Bryce has long been a staple of Mac-using digital artists (November 13th, 2001)
Product Manufacturer: Corel
- Comprehensive texture/object set, innovative interface, speedy rendering engine.
- Interferes with Finder, weakened deep texture editor, stability problems.
Bryce has long been a staple of Mac-using digital artists. The once Mac-only tool has long provided a comprehensive feature set for rendering nature scenes and other still-life settings that are unmatched in similarly priced 3D modelers. With its latest release, and now under the ownership of Corel, Bryce 5 gains some solid new functionality, but neglects some of its most attractive older capabilities.
Corel, unlike some other large software developers, decided to retain the ground breaking interface in Bryce when it acquired the application (along with several others) from MetaCreations. The interface used by Bryce may require a sharper learning curve than applications with a standard Aqua-look, but provides a combination of form and function. Icons pulse and display information when the mouse cursor is held over them, organized panes pop up for special features, and the entire application essentially is contained within a single window.
For advanced users, the tight interface can shave serious time from a project's completion time. However, for novice users, the completely non-Mac (and non-Windows for that matter) style, and lack of detailed labels can impose difficulty. In addition, Bryce 5's interface hogs the entire screen with a black backdrop that hides the Finder and can cause some glitches in other applications.
One sorely needed feature that has finally been incorporated into Bryce 5 is a "recently used files" menu that allows access to recently opened projects.
Bryce 5 is a fairly complex application for users who want to exploit all of its functionality. As such, it comes as no surprise that the application comes bundled with a rather hefty user manual. The guide provides an excellent explanation of the interface, which is a necessity for newcomers. However, it also provides details on virtually every lab, editor, and preference panel included in Bryce 5, as well as a section on using the tool in conjunction with other applications.
Corel has also included a "Links" menu in Bryce 5 that includes reference to a half-dozen pertinent Web sites, and can be customized to include other sites.

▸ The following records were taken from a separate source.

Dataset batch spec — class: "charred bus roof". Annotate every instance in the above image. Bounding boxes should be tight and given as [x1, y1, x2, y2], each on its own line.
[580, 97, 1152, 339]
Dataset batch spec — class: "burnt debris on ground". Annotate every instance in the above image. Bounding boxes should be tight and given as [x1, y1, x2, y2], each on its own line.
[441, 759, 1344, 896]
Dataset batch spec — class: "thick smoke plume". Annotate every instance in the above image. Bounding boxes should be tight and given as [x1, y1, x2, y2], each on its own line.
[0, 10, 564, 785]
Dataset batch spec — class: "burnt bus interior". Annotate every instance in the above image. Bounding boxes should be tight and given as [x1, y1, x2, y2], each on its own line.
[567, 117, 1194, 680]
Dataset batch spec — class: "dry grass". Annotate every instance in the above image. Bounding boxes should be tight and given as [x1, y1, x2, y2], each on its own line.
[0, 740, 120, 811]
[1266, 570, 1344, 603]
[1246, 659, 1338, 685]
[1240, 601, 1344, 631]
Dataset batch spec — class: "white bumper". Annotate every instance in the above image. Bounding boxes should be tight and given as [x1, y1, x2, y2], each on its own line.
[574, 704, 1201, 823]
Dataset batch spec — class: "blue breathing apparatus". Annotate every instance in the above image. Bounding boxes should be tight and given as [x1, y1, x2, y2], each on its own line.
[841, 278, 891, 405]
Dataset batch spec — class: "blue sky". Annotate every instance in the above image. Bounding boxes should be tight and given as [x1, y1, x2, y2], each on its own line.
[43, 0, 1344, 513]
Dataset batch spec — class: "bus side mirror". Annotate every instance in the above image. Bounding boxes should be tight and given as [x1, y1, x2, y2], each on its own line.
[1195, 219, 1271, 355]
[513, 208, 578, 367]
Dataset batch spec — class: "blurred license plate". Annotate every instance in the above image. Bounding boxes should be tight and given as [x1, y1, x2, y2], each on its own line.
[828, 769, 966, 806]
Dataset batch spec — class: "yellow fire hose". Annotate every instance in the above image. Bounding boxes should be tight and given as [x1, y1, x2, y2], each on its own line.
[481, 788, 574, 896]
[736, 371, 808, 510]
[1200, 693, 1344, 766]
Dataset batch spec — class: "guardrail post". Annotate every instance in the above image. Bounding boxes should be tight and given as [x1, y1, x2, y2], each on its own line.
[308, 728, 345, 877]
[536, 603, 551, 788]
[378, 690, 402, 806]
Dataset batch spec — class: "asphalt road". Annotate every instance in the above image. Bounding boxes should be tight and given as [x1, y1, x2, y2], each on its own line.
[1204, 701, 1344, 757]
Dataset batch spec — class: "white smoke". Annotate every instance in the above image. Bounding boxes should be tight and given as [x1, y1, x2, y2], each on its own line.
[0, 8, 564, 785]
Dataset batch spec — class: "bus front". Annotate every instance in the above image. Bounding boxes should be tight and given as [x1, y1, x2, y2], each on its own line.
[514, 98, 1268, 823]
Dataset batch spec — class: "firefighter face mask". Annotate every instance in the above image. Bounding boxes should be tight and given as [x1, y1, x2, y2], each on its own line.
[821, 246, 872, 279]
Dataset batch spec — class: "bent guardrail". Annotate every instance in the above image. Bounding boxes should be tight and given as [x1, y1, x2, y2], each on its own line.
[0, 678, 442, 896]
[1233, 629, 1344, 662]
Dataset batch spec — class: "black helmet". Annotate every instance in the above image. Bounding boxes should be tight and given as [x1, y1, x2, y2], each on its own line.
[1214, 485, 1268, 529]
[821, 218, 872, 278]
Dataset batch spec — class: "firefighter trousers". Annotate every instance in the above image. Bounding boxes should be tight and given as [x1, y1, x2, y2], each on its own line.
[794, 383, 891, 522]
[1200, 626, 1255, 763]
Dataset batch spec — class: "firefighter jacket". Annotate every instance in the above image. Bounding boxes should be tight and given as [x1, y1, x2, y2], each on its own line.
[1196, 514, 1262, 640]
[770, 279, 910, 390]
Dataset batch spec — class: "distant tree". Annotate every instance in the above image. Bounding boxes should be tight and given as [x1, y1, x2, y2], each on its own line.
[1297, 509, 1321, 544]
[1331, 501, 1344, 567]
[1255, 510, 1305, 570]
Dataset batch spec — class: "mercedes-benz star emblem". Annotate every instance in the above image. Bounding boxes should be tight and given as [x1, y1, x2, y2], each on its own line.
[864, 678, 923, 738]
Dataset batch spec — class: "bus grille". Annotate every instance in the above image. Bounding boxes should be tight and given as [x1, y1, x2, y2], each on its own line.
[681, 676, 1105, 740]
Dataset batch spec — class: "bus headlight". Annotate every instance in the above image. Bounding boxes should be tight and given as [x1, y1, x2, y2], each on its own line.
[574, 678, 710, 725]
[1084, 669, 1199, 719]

With its latest release, Bryce gains a feature that 3D artists have been yearning for quite some time: network rendering. Dubbed "render farming," the clustering capabilities included with Bryce 5 allow users to spread a rendering task across numerous systems, significantly accelerating the process. The function can be used either over a LAN (local area network) or across the Internet. In addition, Bryce's implementation of network rendering is platform independent, so both Mac and Windows users can devote processing power to the same task. Tile rendering, where separate systems each render a portion of a single image, can also be used.
Bryce's already amazing lab set gets a powerful addition in version 5. The Tree Lab automatically generates a tree-like shape, which can then be modified according to branch density, leaf density, coloration, and tree species. The Tree Lab even generates a complex network of roots for each model.
Meanwhile, the Light Lab has received a complete overhaul. The lab now essentially consolidates all of the lighting elements that were previously scattered throughout the application. However, some advanced users may find that the compressed new lab offers less control over some lighting aspects than previous releases.
Unfortunately, one of the most powerful tools in Bryce 5 has been slightly crippled in the new release. The deep texture editor, which allows users to blend a series of patterns into a complex texture, has been reduced a simple set of controls that deny the creative options available in previous releases. In return, Corel offers a "Metaballs" feature which purportedly allows users to create organic looking shapes that need less texturing. Most advanced digital artists, however, would likely prefer the older, more complex system for generating textures.
As part of Corel's increasing attempt to appeal to novice 3D designers, Bryce 5 includes a sundry of presets that include already generated skies, objects, land maps, and other elements of a scene.
Bryce 5 now includes support for a host of image formats, including USGS digital elevation data files, TrueSpace, VideoScape, DirectX 3d, LightWave, and VistaPro. Bryce 5 also supports all Photoshop plug-ins, including KPT (also a former MetaCreations property). Lacking, however, is 2D image support, which is limited to about a six formats.
An export lab allows users to convert Bryce terrains into mesh objects, so they can be used by other 3D applications. Users can further customize objects in the export process, for a more aesthetically pleasing result when projects are opened in other applications. Among the export formats in Bryce 5 are Ray Dream Studio, AutoCAD, MetaStream, Wavefront, LightWave, and Infini-D.
Bryce 5 offers functionality and attention to detail unrivaled in its price range. Despite a few stability mishaps and back-tracking on some oft-used functions, the new release is a worthy upgrade and includes new features that will certainly entice current Bryce users. A trial version of the application is available from Corel's Web site.